A rede CNN informou que Trump estaria considerando um ataque após o fracasso das negociações nucleares.

“Confiança”

“O ouro é o oposto da confiança. Quando a credibilidade das políticas enfraquece, o metal deixa de atuar apenas como proteção e passa a ser uma alternativa. É isso que estamos vendo agora. Não se trata de medo de recessão”, avaliou o analista de mercados Stephen Innes.

Em Hong Kong, investidores que buscam lucrar com a alta dos metais preciosos passaram a comprar barras de prata como alternativa ao ouro, que se tornou inacessível devido ao preço recorde.

Apesar do aumento da oferta para atender à forte demanda, lojas do centro financeiro semiautônomo chinês relataram o esgotamento de centenas de barras em pouco mais de uma hora.

Ken Wong, aposentado de 65 anos, entrou na fila da loja Lee Cheong por volta das 5h e conseguiu comprar cinco barras de prata. Ele afirmou à AFP que a compra permite investir rapidamente em um ativo em alta, já que o ouro ficou “caro demais”.
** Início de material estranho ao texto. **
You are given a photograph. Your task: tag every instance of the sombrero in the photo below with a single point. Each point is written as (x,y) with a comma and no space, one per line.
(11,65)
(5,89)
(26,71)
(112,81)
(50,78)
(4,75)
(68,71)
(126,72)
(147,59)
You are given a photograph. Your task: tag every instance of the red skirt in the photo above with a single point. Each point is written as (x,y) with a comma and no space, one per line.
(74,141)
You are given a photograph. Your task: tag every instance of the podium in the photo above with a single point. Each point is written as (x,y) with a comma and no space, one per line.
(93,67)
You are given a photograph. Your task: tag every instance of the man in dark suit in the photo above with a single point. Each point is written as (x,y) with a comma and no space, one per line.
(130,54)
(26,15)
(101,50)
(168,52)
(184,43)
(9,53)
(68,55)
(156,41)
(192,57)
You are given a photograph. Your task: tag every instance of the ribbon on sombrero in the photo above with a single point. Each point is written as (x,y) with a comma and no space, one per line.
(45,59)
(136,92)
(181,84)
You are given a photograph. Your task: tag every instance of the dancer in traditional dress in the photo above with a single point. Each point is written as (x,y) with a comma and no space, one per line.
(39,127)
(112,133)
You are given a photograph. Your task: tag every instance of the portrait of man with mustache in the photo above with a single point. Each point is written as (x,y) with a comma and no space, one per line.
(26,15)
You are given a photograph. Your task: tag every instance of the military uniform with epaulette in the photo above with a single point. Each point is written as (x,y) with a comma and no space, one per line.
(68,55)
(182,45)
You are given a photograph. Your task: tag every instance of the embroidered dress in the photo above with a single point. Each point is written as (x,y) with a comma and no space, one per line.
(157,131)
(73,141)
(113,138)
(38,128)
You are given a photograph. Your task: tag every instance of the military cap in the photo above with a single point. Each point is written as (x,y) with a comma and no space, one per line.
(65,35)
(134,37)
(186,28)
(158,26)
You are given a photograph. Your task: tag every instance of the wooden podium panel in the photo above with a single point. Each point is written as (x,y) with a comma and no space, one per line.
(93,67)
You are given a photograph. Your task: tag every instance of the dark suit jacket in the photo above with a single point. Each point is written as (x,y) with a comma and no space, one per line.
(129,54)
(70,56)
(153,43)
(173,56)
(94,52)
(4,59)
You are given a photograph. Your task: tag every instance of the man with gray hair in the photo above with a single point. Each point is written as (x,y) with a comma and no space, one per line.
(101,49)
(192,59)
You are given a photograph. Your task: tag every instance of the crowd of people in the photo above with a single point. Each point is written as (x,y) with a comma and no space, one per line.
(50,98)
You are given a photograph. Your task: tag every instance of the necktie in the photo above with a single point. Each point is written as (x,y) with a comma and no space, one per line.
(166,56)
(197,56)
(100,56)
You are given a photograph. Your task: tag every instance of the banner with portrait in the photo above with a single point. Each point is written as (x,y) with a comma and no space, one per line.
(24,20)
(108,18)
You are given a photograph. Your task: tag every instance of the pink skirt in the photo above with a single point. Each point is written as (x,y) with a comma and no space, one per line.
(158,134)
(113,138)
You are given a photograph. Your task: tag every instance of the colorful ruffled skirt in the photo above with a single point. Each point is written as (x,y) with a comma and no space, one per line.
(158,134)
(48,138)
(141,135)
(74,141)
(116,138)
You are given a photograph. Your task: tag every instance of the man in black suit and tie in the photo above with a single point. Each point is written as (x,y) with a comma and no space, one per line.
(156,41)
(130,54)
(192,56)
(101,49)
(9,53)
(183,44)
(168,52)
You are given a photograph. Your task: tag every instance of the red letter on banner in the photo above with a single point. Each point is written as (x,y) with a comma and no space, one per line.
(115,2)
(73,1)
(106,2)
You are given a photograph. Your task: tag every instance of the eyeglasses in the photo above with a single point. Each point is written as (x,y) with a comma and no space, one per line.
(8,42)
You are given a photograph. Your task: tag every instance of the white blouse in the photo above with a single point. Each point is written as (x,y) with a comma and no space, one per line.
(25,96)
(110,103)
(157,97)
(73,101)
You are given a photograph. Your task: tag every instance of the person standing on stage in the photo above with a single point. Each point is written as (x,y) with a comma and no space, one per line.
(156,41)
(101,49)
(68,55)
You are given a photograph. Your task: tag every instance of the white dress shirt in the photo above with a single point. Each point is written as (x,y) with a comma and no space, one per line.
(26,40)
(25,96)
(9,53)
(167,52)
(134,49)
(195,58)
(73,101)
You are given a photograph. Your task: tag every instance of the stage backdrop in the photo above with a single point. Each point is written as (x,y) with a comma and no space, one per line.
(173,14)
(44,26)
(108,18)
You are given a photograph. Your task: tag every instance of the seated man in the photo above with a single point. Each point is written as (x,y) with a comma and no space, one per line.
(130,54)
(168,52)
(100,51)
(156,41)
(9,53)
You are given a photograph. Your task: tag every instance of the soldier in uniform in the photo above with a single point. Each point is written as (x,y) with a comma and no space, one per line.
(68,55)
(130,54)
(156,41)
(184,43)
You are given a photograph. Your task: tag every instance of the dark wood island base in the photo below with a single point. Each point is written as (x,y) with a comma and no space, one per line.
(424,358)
Em outro movimento, o aumento das tensões geopolíticas também elevou os preços do petróleo em quase 2%. O West Texas Intermediate atingiu o nível mais alto desde setembro, enquanto o Brent do Mar do Norte alcançou a maior cotação desde julho, em meio a preocupações com a oferta.

O dólar segue pressionado, mesmo após o secretário do Tesouro dos Estados Unidos, Scott Bessent, declarar à CNBC que “os Estados Unidos sempre tiveram uma política de dólar forte”, um dia depois de Trump ter demonstrado apoio à desvalorização da moeda.